The moon was gleaming vividly over the primeval ruins, lighting a dense cloud of sand that seemed blown by a strong but decreasing wind from some point along the cliff ahead of me. I knew it was
this chilly, sandy wind which had disturbed the camel, and was about to lead him to a place of better shelter when I chanced to glance up and saw that there was no wind atop the cliff. This
astonished me and made me fearful again, but I immediately recalled the sudden local winds I had seen and heard before at sunrise and sunset, and judged it was a normal thing. I decided that it
came from some rock fissure leading to a cave, and watched the troubled sand to trace it to its source; soon perceiving that it came from the black orifice of a temple a long distance south of me,
almost out of sight. Against the choking sand-cloud I plodded toward this temple, which as I neared it loomed larger than the rest, and shewed a doorway far less clogged with caked sand. I would
have entered had not the terrific force of the icy wind almost quenched my torch. It poured madly out of the dark door, sighing uncannily as it ruffled the sand and spread about the weird ruins.
Soon it grew fainter and the sand grew more and more still, till finally all was at rest again; but a presence seemed stalking among the spectral stones of the city, and when I glanced at the moon
it seemed to quiver as though mirrored in unquiet waters. I was more afraid than I could explain, but not enough to dull my thirst for wonder; so as soon as the wind was quite gone I crossed into
the dark chamber from which it had come.

This temple, as I had fancied from the outside, was larger than either of those I had visited before; and was presumably a natural cavern, since it bore winds from some region beyond. Here I
could stand quite upright, but saw that the stones and altars were as low as those in the other temples. On the walls and roof I beheld for the first time some traces of the pictorial art of the
ancient race, curious curling streaks of paint that had almost faded or crumbled away; and on two of the altars I saw with rising excitement a maze of well-fashioned curvilinear carvings. As I held
my torch aloft it seemed to me that the shape of the roof was too regular to be natural, and I wondered what the prehistoric cutters of stone had first worked upon. Their engineering skill must
have been vast.

Then a brighter flare of the fantastic flame shewed me that for which I had been seeking, the opening to those remoter abysses whence the sudden wind had blown; and I grew faint when I saw that
it was a small and plainly
artificial
door chiselled in the solid rock. I thrust my torch within, beholding a black tunnel with the roof arching low over a rough flight of very small,
numerous, and steeply descending steps. I shall always see those steps in my dreams, for I came to learn what they meant. At the time I hardly knew whether to call them steps or mere footholds in a
precipitous descent. My mind was whirling with mad thoughts, and the words and warnings of Arab prophets seemed to float across the desert from the lands that men know to the nameless city that men
dare not know. Yet I hesitated only a moment before advancing through the portal and commencing to climb cautiously down the steep passage, feet first, as though on a ladder.
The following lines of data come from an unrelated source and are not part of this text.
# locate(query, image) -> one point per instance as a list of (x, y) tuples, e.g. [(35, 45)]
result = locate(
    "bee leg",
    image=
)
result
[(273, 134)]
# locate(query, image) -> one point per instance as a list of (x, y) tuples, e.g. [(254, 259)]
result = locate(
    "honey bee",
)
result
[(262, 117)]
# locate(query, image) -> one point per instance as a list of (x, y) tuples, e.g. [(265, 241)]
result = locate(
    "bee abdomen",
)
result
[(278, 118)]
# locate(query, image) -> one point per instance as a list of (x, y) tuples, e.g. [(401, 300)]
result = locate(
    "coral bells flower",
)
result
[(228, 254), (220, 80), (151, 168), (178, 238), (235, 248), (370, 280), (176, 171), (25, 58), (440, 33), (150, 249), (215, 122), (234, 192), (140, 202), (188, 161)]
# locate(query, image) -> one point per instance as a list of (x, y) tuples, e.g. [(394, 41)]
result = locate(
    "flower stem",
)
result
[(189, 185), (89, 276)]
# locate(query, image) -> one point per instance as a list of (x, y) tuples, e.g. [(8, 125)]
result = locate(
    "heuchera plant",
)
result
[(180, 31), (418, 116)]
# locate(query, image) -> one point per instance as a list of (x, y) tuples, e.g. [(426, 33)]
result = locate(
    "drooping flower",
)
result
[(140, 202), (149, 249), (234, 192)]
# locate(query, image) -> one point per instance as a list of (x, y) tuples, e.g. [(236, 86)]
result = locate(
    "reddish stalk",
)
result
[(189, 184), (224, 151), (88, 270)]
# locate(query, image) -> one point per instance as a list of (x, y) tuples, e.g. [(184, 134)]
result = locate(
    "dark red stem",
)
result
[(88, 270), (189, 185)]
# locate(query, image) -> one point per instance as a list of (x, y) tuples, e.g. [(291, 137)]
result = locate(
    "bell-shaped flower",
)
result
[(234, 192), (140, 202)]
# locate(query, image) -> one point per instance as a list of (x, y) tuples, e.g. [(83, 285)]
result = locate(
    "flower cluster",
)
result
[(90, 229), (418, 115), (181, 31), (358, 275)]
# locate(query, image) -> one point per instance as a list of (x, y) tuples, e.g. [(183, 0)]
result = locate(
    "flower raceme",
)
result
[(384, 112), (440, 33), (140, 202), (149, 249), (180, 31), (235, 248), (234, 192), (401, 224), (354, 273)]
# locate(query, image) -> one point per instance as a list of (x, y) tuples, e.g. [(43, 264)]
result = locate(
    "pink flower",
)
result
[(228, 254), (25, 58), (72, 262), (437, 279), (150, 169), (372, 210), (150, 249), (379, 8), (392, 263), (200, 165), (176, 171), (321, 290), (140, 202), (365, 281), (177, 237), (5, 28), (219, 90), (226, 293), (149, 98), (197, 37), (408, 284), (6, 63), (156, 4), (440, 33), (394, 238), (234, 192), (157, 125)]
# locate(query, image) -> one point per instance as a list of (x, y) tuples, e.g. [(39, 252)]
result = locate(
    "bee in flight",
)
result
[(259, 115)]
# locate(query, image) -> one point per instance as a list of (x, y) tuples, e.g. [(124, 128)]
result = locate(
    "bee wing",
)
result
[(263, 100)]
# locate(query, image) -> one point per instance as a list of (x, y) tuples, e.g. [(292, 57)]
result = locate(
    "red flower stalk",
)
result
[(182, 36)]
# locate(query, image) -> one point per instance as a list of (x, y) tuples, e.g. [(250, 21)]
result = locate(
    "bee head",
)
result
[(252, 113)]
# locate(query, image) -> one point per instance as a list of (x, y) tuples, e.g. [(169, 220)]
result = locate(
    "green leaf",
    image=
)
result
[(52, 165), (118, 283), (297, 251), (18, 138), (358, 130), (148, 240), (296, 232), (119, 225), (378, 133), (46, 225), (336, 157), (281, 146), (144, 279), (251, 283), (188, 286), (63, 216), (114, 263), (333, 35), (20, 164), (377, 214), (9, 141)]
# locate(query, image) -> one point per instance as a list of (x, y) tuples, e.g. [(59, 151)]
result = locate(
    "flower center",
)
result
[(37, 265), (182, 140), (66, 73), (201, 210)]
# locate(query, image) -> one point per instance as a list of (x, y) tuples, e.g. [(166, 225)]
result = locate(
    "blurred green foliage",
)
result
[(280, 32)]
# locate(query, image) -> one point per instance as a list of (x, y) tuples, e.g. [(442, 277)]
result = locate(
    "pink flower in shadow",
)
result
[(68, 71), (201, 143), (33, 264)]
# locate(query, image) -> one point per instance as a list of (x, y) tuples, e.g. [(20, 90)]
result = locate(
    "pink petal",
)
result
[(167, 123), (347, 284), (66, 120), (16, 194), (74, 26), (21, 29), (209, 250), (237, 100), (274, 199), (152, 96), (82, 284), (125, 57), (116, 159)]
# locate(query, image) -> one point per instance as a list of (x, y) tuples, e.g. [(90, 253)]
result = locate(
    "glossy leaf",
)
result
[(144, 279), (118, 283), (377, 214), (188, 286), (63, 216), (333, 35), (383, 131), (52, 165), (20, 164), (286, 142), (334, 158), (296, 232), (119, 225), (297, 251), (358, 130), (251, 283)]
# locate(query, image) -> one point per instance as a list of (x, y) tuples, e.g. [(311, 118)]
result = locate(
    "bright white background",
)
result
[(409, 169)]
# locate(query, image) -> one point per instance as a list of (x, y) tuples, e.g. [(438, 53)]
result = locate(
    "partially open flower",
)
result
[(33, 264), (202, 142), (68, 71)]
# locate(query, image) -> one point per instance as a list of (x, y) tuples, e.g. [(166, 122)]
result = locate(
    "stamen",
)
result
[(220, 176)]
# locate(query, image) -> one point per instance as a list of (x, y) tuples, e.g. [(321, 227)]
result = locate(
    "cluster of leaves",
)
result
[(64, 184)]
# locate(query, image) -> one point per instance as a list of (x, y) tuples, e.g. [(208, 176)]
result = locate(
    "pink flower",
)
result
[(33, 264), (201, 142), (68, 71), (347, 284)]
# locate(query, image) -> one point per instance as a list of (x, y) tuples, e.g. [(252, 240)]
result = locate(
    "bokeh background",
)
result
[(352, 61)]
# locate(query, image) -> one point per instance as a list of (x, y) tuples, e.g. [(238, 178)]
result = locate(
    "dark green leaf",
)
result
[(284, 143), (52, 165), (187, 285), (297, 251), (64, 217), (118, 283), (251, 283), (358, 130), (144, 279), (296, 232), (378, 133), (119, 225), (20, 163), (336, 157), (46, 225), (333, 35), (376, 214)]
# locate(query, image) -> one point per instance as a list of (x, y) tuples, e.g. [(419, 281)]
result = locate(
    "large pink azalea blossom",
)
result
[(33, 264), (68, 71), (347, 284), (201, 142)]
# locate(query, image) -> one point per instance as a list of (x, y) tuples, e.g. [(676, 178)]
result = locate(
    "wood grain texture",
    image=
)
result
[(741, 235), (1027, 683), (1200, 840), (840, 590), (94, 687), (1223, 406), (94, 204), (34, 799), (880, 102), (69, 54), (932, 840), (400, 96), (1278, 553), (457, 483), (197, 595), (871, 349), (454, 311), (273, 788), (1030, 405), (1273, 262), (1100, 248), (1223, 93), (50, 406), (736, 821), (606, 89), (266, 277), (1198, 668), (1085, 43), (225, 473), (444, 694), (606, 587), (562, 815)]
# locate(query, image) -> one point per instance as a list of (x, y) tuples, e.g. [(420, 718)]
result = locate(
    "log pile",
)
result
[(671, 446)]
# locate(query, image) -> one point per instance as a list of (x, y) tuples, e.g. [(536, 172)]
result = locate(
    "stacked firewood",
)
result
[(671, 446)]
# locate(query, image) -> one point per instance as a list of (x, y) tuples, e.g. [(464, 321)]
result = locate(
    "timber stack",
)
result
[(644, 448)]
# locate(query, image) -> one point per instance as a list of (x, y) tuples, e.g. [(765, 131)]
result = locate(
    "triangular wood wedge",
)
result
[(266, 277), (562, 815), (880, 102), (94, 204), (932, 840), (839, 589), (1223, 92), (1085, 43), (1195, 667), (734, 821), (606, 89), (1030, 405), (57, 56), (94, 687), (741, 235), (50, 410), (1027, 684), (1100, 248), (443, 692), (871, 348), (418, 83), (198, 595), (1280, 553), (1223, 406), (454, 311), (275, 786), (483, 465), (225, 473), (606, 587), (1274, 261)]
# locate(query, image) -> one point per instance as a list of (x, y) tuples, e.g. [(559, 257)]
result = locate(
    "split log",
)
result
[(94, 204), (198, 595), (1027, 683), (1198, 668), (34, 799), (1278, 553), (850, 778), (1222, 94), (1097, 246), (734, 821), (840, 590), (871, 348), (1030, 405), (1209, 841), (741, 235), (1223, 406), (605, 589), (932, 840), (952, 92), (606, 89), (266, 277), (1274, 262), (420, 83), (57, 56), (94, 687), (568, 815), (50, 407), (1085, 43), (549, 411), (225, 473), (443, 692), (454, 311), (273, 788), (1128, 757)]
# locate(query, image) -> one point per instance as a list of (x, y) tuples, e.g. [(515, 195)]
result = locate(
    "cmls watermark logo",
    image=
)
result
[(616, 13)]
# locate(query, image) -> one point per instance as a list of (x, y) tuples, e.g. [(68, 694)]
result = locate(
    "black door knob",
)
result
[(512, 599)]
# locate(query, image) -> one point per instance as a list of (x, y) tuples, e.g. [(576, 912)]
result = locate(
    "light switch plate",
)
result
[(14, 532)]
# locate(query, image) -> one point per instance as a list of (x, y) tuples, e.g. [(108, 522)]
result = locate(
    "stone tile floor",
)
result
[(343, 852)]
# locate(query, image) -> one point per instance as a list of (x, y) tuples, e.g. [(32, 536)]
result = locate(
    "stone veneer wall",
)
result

It is only in the terrible phantasms of drugs or delirium that any other man can have had such a descent as mine. The narrow passage led infinitely down like some hideous haunted well, and the
torch I held above my head could not light the unknown depths toward which I was crawling. I lost track of the hours and forgot to consult my watch, though I was frightened when I thought of the
distance I must be traversing. There were changes of direction and of steepness, and once I came to a long, low, level passage where I had to wriggle feet first along the rocky floor, holding my
torch at arm’s length beyond my head. The place was not high enough for kneeling. After that were more of the steep steps, and I was still scrambling down interminably when my failing torch
died out. I do not think I noticed it at the time, for when I did notice it I was still holding it high above me as if it were ablaze. I was quite unbalanced with that instinct for the strange and
the unknown which has made me a wanderer upon earth and a haunter of far, ancient, and forbidden places.